De helft van de werkende mantelzorgers heeft een leidinggevende verteld over de zorgtaak. Degenen die dat niet gedaan hebben, zagen daar vaak geen aanleiding voor. Ze zouden het wel doen als ze meer hulp zouden geven of als de gezondheid van de hulpbehoevende achteruit zou gaan. Driekwart van degenen die er met de leidinggevende over sprak, ervaart begrip. Eén op de vijf maakte afspraken met zijn of haar leidinggevende. Vaak gaan die over direct vrij kunnen nemen als dat nodig is of over flexibele werktijden.

Kwaliteit van leven en tijdsdruk

Intensieve mantelzorgers die hun leidinggevende op de hoogte stellen, of flexibel werk hebben (onverwachts vrij kunnen nemen of aangepaste werktijden) ondervinden minder tijdsdruk. Wel zijn werkenden die intensief helpen substantieel minder tevreden of hun leven en ervaren meer tijdsdruk. Dit geldt ook voor mantelzorgers van iemand met een psychische beperking. Ook mensen die vinden dat zij de hulp wel moeten geven voelen zich vaak onder tijdsdruk staan.

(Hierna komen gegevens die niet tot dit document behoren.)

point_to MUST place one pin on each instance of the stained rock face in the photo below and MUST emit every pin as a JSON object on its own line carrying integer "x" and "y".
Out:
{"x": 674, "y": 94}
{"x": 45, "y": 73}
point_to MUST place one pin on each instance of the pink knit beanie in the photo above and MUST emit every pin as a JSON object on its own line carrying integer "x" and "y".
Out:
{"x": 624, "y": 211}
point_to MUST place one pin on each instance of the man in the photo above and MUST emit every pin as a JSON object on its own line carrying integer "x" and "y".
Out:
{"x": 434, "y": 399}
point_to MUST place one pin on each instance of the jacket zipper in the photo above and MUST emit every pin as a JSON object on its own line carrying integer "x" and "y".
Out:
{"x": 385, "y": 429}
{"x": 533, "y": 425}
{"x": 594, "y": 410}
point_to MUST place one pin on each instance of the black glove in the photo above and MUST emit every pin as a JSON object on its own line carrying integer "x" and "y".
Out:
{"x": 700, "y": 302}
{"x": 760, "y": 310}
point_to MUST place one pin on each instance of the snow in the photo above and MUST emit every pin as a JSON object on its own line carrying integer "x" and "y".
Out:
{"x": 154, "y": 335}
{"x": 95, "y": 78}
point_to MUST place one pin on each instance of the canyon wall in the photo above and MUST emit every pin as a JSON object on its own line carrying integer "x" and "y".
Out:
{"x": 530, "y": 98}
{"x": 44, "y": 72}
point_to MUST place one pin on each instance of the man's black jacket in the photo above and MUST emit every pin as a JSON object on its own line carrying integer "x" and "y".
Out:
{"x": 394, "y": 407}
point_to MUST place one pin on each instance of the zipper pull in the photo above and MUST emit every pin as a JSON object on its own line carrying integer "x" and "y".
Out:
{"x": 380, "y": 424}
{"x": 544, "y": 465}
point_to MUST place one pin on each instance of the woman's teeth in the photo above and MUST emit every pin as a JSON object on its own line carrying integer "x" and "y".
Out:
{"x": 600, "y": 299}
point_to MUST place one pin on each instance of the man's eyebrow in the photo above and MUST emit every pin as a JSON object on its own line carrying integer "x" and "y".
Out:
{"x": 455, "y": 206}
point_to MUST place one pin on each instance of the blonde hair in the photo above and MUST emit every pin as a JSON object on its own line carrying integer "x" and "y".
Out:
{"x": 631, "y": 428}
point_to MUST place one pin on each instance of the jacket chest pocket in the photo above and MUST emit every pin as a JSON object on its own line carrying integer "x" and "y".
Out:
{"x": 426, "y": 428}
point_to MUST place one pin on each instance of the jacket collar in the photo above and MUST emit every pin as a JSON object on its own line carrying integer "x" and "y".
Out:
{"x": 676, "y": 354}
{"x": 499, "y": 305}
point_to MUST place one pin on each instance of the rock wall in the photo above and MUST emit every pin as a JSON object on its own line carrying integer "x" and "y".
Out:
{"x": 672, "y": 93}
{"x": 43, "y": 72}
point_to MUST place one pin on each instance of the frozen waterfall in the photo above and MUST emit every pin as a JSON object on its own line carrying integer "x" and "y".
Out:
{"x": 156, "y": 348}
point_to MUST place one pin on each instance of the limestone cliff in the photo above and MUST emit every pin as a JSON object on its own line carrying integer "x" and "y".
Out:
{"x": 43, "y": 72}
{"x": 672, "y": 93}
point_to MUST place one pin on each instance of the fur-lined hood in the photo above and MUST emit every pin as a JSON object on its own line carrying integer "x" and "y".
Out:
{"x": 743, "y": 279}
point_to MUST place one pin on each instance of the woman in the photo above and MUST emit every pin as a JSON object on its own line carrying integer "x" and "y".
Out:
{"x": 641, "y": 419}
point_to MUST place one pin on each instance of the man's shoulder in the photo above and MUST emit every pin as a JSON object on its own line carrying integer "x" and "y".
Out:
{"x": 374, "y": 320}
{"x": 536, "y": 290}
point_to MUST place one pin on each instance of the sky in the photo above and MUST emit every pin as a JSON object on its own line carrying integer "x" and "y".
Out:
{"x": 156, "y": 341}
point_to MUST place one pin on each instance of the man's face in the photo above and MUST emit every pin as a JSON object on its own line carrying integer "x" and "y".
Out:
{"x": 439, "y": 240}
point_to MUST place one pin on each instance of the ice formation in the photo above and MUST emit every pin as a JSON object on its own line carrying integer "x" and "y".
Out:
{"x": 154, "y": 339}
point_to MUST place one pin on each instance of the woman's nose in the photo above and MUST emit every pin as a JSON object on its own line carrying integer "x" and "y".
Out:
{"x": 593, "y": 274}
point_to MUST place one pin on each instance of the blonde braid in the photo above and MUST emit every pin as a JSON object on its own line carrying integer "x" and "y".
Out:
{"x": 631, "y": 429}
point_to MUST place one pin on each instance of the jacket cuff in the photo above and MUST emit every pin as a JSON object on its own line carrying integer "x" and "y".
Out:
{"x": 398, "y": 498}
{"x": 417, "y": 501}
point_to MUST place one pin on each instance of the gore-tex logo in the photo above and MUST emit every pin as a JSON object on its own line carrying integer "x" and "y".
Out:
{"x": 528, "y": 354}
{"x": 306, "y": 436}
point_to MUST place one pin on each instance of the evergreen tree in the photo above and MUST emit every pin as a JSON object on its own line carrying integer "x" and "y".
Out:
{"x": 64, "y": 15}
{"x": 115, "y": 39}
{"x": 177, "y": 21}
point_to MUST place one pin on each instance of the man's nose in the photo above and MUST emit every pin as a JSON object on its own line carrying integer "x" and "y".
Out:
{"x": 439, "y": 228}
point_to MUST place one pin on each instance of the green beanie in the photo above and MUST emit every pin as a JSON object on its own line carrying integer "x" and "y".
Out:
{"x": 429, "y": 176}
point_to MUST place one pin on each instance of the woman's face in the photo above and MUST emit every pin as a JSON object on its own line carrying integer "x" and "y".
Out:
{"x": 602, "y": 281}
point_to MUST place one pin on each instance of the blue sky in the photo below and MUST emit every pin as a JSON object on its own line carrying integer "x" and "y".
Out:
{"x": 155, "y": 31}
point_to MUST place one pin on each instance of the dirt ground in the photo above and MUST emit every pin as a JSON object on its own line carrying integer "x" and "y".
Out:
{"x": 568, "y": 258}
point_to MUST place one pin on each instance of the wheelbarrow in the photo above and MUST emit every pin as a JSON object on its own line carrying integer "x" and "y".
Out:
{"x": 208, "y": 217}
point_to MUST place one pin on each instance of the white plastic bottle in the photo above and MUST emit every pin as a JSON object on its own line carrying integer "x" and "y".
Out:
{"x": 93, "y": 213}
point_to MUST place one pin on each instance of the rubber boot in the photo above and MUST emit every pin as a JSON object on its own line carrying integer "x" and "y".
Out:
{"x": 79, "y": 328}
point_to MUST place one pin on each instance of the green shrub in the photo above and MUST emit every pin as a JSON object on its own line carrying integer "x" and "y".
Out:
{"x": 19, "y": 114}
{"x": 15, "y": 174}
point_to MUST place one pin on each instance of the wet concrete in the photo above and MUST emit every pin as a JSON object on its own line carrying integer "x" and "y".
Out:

Zorgverlof, vakantiedagen en ziek melden 

Van alle mantelzorgers nam ongeveer 10 procent betaald en 6 procent onbetaald zorgverlof op. Werkende mantelzorgers namen vaker vakantiedagen op dan zorgverlof om mantelzorg te kunnen geven. Ook meldden zij zich weleens ziek om te kunnen helpen. Intensieve helpers ‘kiezen’ dan vaker voor deze oplossingen om tijd te creëren dan anderen.